1) The Writing Process: An Overview Many people think that being a writer means putting pencil to paper or fingers to keyboard and just beginning to write. But that is not true. Writing is actually a series of steps, or a process. Every writer goes through the same process no matter what he or she is writing. A news paper writer, a novelist, a technical writer and a student all go through the same steps to make their writing clear, informative, easy to read, and enjoyable. This series of steps that writers take to put their ideas on paper is called the writing process. The writing process consists of five steps: prewriting, drafting, revising, editing/proofreading, and publishing.
Writing is also a recursive process. This means that you repeat the steps over and over again, though not necessarily every step, every time. The following diagram illustrates the recursive nature of the writing process. Note the arrow at the center of the diagram. It begins in the Prewrite section and works its way around to Publish. As it passes through each stage of the writing process we see the arrow pointing both backward and forward through the process. At any stage of the writing process we might find that we need to take a step or two backward to correct or improve our writing. Only once we have drafted, revised, and edited until we have created the best possible piece of writing we can, do we move onto Publish .
A Recursive Process
Blogging the Writing Process: An Introduction :
Stages of the Writing Process
Prewriting is the first stage of the writing process. Prewriting, as its name suggests, is something you do before you write a paragraph or essay or other written work. The purpose of the prewriting stage is to find a topic for writing, to collect ideas and information, and to do research if necessary. There are many different types of prewriting that help writers generate ideas. The different types of prewriting that we will explore here are: freewriting, brainstorming, clustering, questioning, and Venn diagram.

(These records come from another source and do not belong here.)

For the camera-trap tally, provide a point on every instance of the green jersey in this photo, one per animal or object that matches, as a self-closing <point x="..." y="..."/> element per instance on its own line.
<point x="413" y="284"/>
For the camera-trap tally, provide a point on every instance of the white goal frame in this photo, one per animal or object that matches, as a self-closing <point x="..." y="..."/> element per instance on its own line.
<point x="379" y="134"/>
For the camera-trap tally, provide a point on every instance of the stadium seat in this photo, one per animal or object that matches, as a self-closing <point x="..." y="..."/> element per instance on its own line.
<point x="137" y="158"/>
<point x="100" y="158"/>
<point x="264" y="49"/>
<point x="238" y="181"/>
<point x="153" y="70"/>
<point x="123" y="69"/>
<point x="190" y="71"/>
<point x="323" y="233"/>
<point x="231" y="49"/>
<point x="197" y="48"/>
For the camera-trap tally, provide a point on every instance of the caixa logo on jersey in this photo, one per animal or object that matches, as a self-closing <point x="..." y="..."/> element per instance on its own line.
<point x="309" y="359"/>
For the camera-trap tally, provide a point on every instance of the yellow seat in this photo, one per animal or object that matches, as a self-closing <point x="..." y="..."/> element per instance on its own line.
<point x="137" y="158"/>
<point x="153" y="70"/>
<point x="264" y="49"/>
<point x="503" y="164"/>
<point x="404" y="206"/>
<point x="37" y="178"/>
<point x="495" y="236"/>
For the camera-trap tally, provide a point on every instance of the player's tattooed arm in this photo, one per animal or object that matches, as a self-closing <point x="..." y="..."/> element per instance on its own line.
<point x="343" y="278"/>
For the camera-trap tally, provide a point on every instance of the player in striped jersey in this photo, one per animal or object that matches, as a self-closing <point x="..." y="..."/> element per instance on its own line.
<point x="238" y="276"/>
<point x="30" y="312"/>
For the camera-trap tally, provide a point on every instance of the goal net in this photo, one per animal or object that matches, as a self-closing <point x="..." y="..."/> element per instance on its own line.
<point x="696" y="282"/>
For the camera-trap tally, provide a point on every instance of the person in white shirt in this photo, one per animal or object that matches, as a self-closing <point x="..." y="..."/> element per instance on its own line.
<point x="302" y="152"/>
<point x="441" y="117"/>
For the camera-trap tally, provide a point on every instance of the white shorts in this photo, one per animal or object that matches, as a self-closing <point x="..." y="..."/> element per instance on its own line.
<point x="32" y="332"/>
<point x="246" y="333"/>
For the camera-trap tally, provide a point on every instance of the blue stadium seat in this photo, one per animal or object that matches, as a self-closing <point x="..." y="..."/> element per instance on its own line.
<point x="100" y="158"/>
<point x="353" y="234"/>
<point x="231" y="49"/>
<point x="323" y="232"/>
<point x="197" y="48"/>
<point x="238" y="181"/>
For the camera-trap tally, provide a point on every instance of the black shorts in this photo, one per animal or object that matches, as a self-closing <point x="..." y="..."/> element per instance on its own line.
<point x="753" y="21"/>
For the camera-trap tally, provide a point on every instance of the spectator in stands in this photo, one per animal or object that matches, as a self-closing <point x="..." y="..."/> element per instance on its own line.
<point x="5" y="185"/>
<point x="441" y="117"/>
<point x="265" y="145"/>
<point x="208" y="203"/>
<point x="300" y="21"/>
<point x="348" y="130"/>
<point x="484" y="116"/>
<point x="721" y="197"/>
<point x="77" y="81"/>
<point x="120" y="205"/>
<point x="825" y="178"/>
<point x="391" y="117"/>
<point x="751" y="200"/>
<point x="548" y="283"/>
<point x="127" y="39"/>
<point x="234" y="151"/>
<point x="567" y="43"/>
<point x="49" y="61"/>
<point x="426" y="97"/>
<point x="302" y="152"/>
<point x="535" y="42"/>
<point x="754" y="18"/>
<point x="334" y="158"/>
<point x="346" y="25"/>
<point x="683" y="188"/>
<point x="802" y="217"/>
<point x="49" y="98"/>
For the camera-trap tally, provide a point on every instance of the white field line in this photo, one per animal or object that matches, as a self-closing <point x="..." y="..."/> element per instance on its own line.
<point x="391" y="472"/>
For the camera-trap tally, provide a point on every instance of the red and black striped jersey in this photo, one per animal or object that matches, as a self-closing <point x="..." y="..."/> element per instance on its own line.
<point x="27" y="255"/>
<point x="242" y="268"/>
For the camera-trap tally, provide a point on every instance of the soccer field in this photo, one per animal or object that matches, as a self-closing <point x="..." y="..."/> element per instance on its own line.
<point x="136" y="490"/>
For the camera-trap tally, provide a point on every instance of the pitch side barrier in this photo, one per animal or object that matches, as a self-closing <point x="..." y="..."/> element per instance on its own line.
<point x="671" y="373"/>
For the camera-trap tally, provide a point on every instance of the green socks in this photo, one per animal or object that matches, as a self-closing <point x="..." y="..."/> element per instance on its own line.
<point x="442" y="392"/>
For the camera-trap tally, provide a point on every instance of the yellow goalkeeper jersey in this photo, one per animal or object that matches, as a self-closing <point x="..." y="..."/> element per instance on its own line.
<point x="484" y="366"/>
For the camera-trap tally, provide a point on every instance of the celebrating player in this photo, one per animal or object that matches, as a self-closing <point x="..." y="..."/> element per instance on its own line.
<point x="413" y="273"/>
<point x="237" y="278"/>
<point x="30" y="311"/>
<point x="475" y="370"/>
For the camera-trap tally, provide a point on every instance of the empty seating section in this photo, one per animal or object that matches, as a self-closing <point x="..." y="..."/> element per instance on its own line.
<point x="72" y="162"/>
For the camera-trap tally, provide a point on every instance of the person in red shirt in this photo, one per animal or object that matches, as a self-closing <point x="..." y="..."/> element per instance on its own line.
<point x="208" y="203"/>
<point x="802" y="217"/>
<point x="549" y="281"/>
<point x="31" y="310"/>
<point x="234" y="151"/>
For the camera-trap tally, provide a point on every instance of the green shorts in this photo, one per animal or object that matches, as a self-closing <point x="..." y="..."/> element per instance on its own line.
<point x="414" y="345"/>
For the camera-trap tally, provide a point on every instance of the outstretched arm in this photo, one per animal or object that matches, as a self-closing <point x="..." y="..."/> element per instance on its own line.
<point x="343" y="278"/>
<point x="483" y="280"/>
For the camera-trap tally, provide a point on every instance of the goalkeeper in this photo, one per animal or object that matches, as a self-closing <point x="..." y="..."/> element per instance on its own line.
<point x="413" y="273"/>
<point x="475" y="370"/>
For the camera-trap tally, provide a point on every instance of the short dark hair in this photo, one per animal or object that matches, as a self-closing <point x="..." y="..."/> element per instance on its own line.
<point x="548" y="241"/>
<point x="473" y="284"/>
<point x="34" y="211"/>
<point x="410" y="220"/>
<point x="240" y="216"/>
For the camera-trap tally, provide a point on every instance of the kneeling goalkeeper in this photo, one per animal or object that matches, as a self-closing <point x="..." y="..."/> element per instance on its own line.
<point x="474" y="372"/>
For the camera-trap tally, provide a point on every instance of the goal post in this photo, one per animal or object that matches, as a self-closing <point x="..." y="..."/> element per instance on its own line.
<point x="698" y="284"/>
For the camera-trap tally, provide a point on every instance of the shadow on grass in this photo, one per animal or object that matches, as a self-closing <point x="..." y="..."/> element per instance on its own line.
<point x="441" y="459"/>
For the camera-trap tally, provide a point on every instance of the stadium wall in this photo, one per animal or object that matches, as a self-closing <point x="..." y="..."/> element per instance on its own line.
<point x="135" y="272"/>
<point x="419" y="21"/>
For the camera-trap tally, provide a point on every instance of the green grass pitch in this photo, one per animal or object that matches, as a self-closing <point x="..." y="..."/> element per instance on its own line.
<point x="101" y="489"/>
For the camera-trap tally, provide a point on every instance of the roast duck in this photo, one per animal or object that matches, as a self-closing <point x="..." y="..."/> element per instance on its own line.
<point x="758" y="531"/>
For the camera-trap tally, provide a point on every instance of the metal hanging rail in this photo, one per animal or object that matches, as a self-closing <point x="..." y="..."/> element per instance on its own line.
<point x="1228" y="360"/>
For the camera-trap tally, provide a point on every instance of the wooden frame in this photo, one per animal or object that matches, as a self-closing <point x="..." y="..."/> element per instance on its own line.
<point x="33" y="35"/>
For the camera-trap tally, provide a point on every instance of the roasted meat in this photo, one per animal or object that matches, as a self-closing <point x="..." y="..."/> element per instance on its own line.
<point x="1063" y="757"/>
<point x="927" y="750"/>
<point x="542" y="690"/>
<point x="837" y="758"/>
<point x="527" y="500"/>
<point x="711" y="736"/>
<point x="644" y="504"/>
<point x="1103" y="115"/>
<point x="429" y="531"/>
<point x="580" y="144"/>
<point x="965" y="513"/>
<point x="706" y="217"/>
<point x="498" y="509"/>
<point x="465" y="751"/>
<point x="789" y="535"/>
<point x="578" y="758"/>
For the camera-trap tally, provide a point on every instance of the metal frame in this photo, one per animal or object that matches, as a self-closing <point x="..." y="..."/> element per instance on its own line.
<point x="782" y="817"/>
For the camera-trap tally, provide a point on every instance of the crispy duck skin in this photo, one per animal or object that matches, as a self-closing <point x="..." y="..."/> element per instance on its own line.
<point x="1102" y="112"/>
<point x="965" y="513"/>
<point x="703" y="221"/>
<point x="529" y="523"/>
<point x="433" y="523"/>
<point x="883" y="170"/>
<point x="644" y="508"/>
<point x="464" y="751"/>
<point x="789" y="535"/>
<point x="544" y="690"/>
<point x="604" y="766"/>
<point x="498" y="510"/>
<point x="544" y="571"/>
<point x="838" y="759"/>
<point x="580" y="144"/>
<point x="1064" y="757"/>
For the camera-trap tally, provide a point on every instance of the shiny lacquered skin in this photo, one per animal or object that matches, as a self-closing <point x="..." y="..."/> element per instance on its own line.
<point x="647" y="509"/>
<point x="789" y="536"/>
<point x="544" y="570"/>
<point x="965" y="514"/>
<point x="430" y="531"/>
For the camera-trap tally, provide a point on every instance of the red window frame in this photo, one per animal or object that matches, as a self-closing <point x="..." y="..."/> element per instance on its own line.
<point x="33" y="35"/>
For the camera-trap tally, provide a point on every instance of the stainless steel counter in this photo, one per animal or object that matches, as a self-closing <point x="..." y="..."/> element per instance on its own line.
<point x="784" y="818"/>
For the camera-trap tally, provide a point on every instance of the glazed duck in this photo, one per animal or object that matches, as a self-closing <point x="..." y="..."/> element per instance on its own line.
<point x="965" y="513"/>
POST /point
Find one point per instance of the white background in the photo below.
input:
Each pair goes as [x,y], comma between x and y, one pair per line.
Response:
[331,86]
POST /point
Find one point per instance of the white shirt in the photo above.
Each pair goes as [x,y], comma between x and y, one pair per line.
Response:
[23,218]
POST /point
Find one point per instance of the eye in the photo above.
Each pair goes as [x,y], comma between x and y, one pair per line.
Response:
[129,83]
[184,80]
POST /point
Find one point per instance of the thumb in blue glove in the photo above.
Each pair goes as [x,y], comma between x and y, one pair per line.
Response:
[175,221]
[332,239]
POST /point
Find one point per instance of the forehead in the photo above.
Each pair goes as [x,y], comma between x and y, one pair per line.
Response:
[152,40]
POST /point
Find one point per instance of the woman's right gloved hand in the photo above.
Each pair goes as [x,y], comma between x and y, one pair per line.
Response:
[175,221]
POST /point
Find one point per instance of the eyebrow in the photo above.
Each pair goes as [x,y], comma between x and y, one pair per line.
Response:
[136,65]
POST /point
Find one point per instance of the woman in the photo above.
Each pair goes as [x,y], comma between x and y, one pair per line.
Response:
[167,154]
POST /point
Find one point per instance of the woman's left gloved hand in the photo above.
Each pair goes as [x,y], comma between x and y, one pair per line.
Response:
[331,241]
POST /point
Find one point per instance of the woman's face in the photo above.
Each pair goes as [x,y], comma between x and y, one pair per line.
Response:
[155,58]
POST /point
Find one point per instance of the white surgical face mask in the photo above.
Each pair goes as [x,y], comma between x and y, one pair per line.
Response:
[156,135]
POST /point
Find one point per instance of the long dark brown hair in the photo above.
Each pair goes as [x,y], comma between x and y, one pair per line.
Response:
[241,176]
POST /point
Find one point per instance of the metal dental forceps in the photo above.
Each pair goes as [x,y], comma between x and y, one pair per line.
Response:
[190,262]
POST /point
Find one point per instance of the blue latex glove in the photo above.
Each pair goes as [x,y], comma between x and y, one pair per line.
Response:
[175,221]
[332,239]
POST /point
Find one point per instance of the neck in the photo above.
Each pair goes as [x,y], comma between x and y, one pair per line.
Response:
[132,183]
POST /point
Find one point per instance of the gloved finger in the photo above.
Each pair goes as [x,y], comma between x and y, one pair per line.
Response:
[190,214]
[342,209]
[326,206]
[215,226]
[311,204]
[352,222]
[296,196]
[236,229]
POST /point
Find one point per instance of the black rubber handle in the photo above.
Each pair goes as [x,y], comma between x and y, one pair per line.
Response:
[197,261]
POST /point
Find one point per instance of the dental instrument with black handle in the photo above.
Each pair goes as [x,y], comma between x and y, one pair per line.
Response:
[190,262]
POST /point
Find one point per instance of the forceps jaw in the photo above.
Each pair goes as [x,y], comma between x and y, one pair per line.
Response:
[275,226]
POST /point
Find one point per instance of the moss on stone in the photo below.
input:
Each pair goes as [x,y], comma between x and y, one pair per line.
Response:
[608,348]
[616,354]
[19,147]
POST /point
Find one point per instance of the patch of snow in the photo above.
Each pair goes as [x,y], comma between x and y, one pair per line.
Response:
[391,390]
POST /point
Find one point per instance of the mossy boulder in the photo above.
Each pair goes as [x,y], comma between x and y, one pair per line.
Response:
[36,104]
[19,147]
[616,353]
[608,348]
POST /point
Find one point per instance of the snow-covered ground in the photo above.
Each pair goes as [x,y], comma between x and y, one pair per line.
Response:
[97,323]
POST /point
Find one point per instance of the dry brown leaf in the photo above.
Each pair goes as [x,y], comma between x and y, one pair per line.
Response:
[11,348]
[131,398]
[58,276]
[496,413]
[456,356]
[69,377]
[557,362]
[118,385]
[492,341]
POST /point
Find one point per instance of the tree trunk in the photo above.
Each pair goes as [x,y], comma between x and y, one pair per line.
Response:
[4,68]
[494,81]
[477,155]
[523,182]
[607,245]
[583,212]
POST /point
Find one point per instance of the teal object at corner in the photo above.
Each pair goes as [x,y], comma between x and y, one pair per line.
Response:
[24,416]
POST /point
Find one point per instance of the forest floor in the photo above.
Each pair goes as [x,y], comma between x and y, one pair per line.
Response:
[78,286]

Freewriting is when someone writes freely what comes to mind in sentences or phrases, without worrying about grammar, punctuation or making sense. Sit down with your word processor or pen and paper and start writing whatever comes to mind. You will not be graded on your freewriting exercise and you do not have to share it with anyone. Your goal is to simply generate ideas. You will generate a lot of ideas when freewriting, some you will use to develop into paragraphs and some you will discard.
Brainstorming or listing is when you freely write down all ideas in the order which they occur to you. Unlike freewriting, this technique requires the writer to record only ideas and phrases . After you finish making your list, you can sort out the ideas you want to use from those you want to discard.
When you prewrite with the questioning technique, you are trying to find out the How? Who? What? Where? When? and Why? about your topic.
Clustering, or mind mapping is a "visual of outlining", putting the main topic in the center of paper and lining it with any new ideas associated. You can also group sub-ideas around this new idea. This strategy allows you to collect ideas effectively and, particularly, understand the logic contained between ideas
A Venn diagram is used to help visualize the similarities and differences between two subjects. Venn diagrams are very useful when brainstorming a compare and contrast essay
Drafting is the second stage of the writing process. At this stage, the writer should write a complete first draft using his or her notes from prewriting as a guide. The purpose in drafting is to have a complete draft, not a perfect one, so writers are encouraged to ignore spelling or grammar mistakes and write quickly. During the drafting stage, the writing is often tentative and exploratory because the focus is on the creation and communication of meaning, not on the mechanics. As you start drafting your essay, you need to be sure to follow the regular essay format with an introduction, body, and conclusion .
Revising is the third stage of the writing process In fact, to revise means literally to “re-see” or “re-look” at your writing. When you revise, you look at the parts of your essay and make sure that each part works together to make a coherent whole. Similarly, feedback from others can help you identify those parts of the essay that work well--and those that do not. Revising often includes adding , cutting , moving , or changing information in order to make the ideas clearer, more accurate, more interesting, or more convincing. Often, you will need to go back to the drafting stage and re-work parts of your paper.
Editing is the fourth stage of the writing process. In this stage, you check your text to make sure that there are no errors in grammar, punctuation, and spelling.
This is the last stage of the writing process. In this stage, you share the essay you have written with the readers you determined in the prewriting stage. The purpose of publishing is to share and celebrate your finished products. When writers publish their writing, they produce a clean, neat final draft that is free of errors.